The Patriots' one-season about-face meets the Seahawks' ruthless climb to the top of the league in Super Bowl LX

Summary of The Patriots' one-season about-face meets the Seahawks' ruthless climb to the top of the league in Super Bowl LX

by The Athletic

58mFebruary 3, 2026

Overview of The Athletic Football Show — Super Bowl LX preview

This episode of The Athletic Football Show (host Robert Mays) features deep conversations with The Athletic beat writers Chad Graff (Patriots) and Michael-Shawn Dugar (Seahawks).

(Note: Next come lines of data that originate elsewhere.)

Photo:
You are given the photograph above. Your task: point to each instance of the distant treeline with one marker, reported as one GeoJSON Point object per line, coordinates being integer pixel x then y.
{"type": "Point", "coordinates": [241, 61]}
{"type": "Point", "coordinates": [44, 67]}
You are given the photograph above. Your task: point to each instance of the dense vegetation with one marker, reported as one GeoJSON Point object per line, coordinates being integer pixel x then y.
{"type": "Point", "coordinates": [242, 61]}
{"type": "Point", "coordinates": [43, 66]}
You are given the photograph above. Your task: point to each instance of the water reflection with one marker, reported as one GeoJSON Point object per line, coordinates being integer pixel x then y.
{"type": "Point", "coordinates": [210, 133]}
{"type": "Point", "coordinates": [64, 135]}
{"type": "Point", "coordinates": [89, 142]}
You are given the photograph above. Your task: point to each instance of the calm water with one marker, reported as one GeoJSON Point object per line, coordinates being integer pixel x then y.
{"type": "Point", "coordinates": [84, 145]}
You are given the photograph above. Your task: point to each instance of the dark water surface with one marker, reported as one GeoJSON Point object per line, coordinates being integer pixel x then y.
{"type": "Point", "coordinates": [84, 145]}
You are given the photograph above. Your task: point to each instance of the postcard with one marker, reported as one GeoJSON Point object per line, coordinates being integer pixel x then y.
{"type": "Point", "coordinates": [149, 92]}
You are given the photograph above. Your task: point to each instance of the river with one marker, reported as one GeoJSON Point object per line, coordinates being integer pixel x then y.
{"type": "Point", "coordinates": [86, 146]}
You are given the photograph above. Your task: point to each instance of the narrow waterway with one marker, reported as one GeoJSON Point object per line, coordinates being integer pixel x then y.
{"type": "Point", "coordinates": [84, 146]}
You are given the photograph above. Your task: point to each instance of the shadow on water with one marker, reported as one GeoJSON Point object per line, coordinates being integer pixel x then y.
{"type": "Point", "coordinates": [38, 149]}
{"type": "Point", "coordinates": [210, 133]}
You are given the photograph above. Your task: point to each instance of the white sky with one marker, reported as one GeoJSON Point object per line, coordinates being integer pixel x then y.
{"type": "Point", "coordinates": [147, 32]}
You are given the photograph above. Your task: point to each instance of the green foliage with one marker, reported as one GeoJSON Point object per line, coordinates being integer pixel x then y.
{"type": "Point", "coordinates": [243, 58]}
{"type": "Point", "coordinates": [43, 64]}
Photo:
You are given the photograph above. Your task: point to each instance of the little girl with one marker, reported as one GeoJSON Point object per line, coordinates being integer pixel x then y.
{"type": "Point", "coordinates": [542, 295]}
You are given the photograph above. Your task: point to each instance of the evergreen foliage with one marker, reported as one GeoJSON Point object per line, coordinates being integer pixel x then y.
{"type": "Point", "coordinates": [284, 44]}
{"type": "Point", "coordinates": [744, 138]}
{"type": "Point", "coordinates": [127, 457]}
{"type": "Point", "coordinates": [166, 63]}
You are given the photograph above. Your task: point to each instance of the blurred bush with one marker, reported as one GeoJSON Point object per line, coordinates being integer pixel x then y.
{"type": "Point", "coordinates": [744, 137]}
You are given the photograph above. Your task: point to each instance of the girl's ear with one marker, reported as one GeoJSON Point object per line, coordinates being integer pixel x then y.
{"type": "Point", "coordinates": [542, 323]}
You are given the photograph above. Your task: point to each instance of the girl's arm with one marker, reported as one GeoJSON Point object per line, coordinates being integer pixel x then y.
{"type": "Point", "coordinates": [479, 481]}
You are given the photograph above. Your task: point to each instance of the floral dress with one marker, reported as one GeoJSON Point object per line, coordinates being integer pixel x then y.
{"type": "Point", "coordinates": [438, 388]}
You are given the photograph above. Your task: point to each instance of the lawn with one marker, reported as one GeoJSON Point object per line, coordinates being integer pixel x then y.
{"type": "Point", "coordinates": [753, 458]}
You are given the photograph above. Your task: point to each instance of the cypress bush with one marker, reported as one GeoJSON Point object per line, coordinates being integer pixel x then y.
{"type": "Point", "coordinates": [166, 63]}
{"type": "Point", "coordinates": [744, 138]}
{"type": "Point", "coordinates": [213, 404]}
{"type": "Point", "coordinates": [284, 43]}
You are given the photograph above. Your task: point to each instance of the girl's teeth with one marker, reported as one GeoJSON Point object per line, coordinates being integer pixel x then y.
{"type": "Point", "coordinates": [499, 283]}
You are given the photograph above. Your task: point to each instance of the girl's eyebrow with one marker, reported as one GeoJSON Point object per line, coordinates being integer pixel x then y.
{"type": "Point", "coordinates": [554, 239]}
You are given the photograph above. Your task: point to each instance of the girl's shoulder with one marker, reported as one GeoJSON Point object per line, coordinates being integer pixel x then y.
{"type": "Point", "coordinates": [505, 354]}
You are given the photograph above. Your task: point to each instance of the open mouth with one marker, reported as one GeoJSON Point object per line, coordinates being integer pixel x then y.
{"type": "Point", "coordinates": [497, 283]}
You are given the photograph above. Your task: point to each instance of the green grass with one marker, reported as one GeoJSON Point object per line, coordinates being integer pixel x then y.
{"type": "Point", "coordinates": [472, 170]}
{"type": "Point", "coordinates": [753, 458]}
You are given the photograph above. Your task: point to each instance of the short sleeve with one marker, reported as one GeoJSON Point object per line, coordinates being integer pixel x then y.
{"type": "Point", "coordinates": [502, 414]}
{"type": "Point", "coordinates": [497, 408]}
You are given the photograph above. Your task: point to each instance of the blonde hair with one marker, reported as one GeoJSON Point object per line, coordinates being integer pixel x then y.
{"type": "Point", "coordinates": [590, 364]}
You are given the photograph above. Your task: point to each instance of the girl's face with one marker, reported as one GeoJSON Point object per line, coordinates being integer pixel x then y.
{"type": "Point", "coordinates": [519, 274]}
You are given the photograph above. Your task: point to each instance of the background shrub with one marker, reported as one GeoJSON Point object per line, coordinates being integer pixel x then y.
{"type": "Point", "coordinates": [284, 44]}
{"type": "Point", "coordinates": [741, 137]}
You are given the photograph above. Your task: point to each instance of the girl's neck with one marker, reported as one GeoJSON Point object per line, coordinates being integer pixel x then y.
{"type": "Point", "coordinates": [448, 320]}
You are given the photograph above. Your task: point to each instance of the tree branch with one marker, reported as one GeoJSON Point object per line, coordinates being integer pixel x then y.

They break down how each franchise went from uncertain starting points to the Super Bowl — New England’s dramatic one-season turnaround under Mike Vrabel and a ruthless, methodical Seattle rebuild under Mike McDonald — and identify the tactical, personnel, and coaching details that will decide Super Bowl LX.

Key takeaways

  • New England’s turnaround is built on an extremely aggressive free-agency haul and strong coaching from Mike Vrabel and his staff. Many traditionally risky signings (high AAV veterans and lots of mid/low-cost additions) surprisingly paid off across the roster.
  • Drake May’s leap into an elite quarterback this season is the single biggest reason the Patriots are here — his deep ball, scrambling and decision-making were far better than expected.
  • Patriots defensive play-calling under Zach Coor (elevated after the defensive coordinator’s cancer diagnosis) has been adaptive and varied — they changed their looks, blitz rates and personnel usage throughout the year, keeping opponents off balance.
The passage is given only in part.